The cost that would be incurred to replace an existing asset with one having the same utility.


Replacement cycle

The frequency with which an asset is replaced by an equivalent asset.


Annuitant Image 1

Replacement parts

Parts requiring some modification before being substituted
for another part.


Replacement value

Current cost of replacing the firm's assets.


Replacement Value

The amount necessary to duplicate a company's assets at current
market prices


Replacement Value

Cost of acquiring a new asset to replace an existing asset with the same functional utility.


Stock replacement strategy

A strategy for enhancing a portfolio's return, employed when the futures
contract is expensive based on its theoretical price, involving a swap between the futures, treasury bills
portfolio and a stock portfolio.


mark to market

Refers to the accounting method that records increases
and decreases in assets based on changes in their market values. For
example, mutual funds revalue their securities portfolios every day based
on closing prices on the New York Stock Exchange and Nasdaq. Generally
speaking, however, businesses do not use the mark-to-market method
to write up the value of their assets. A business, for instance, does not
revalue its fixed assets (buildings, machines, equipment, etc.) at the end
of each period—even though the replacement values of these assets fluctuate
over time. Having made this general comment, I should mention
that accounts receivable are written down to recognize bad debts, and a
business’s inventories asset account is written down to recognize stolen
and damaged goods as well as products that will be sold below cost. If
certain of a business’s long-term operating assets become impaired and
will not have productive utility in the future consistent with their book
values, then the assets are written off or written down, which can result
in recording a large extraordinary loss in the period.

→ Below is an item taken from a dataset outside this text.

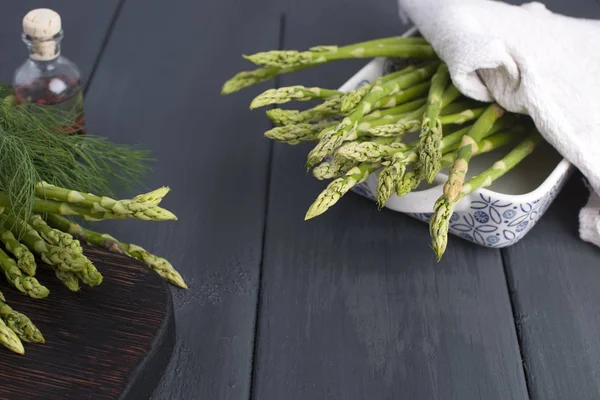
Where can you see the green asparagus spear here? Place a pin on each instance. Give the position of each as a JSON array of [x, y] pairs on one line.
[[62, 262], [294, 134], [286, 94], [352, 98], [339, 187], [20, 324], [335, 136], [158, 264], [335, 168], [141, 206], [248, 78], [25, 259], [444, 207], [391, 177], [458, 172], [322, 54], [431, 128], [327, 109], [331, 108], [24, 284]]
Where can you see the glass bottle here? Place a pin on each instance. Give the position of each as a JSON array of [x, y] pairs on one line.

Q ratio or Tobin's Q ratio

Market value of a firm's assets divided by replacement value of the firm's assets.
Quadratic programming Variant of linear programming whereby the equations are quadratic rather than linear.


Salvage Value

The value of a capital asset at end of a specified period. It is the current market price of an asset being considered for replacement in capital budgeting.


Securitization

The process of creating a passthrough, such as the mortgage pass-through security, by which
the pooled assets become standard securities backed by those assets. Also, refers to the replacement of
nonmarketable loans and/or cash flows provided by financial intermediaries with negotiable securities issued
in the public capital markets.


Annuitant Image 2

Tobin's Q

Market value of assets divided by replacement value of assets. A Tobin's Q ratio greater than 1
indicates the firm has done well with its investment decisions.



 

 

 

 

 

 

Related to : financial, finance, business, accounting, payroll, inventory, investment, money, inventory control, stock trading, financial advisor, tax advisor, credit.